Warum die größte Stärke von EF Core gleichzeitig sein größtes Problem ist
Das Versprechen, das zu gut klang
Entity Framework Core versprach etwas Verlockendes: Vergiss die Datenbank. Denk in Objekten, schreib C#, der Rest ergibt sich. Für viele .NET-Entwickler war das jahrelang der Standard. Und für viele ist es das immer noch.

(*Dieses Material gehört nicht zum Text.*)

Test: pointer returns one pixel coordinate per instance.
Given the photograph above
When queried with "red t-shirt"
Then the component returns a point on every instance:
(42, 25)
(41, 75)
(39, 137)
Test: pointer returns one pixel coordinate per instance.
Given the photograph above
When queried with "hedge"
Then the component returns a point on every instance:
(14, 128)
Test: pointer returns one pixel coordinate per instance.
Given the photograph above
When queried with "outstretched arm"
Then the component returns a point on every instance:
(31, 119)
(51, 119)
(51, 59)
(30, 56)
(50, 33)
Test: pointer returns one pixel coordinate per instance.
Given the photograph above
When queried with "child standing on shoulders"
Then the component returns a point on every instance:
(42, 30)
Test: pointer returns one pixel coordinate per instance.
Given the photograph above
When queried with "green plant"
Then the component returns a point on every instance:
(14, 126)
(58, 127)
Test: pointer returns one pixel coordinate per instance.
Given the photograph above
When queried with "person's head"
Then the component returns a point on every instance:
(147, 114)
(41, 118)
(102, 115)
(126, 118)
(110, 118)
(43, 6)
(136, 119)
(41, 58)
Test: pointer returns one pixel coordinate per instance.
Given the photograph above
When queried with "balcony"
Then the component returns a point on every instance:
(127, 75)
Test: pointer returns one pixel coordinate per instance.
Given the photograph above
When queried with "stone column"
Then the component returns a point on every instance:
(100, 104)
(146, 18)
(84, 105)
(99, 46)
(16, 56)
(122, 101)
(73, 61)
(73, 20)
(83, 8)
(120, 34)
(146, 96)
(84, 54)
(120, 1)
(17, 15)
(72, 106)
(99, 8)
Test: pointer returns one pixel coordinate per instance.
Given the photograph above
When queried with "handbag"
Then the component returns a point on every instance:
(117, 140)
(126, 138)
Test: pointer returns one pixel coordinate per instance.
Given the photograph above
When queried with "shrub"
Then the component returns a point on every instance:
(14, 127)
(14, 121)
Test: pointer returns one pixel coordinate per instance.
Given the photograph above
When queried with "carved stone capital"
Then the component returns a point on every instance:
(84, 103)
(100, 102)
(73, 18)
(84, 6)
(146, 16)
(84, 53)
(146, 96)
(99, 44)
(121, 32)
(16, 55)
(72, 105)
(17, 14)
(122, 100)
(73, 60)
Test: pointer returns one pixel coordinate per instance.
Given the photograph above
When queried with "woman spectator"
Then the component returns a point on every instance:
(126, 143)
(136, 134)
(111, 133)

Das Problem ist nicht, dass dieses Versprechen falsch war. Es hat funktioniert — für eine bestimmte Art von Anwendung, in einer bestimmten Phase. Das Problem ist, dass es sich als universelle Wahrheit etabliert hat.
Und genau da kippt es.
Die Designprinzipien hinter EF Core
EF Core entstand in einer Zeit, in der Enterprise-Architektur stark auf OOP, Abstraktion und Patterns setzte. Die Grundideen sind klar:
Persistence Ignorance — die Datenbank ist ein Implementierungsdetail. Entwickler arbeiten mit C#-Klassen, nicht mit Tabellen. Das Domain Model kennt keine Datenbank.
Unit of Work — der DbContext verwaltet alles: Tracking, Änderungen, Transaktionen. Ein Scope, ein Commit, fertig.
Change Tracking — EF merkt sich automatisch, was geladen und was verändert wurde. Kein manuelles SQL, kein explizites Update.
LINQ als Query-Sprache — Queries werden typsicher in C# geschrieben. Compile-time Sicherheit statt Runtime-Fehler.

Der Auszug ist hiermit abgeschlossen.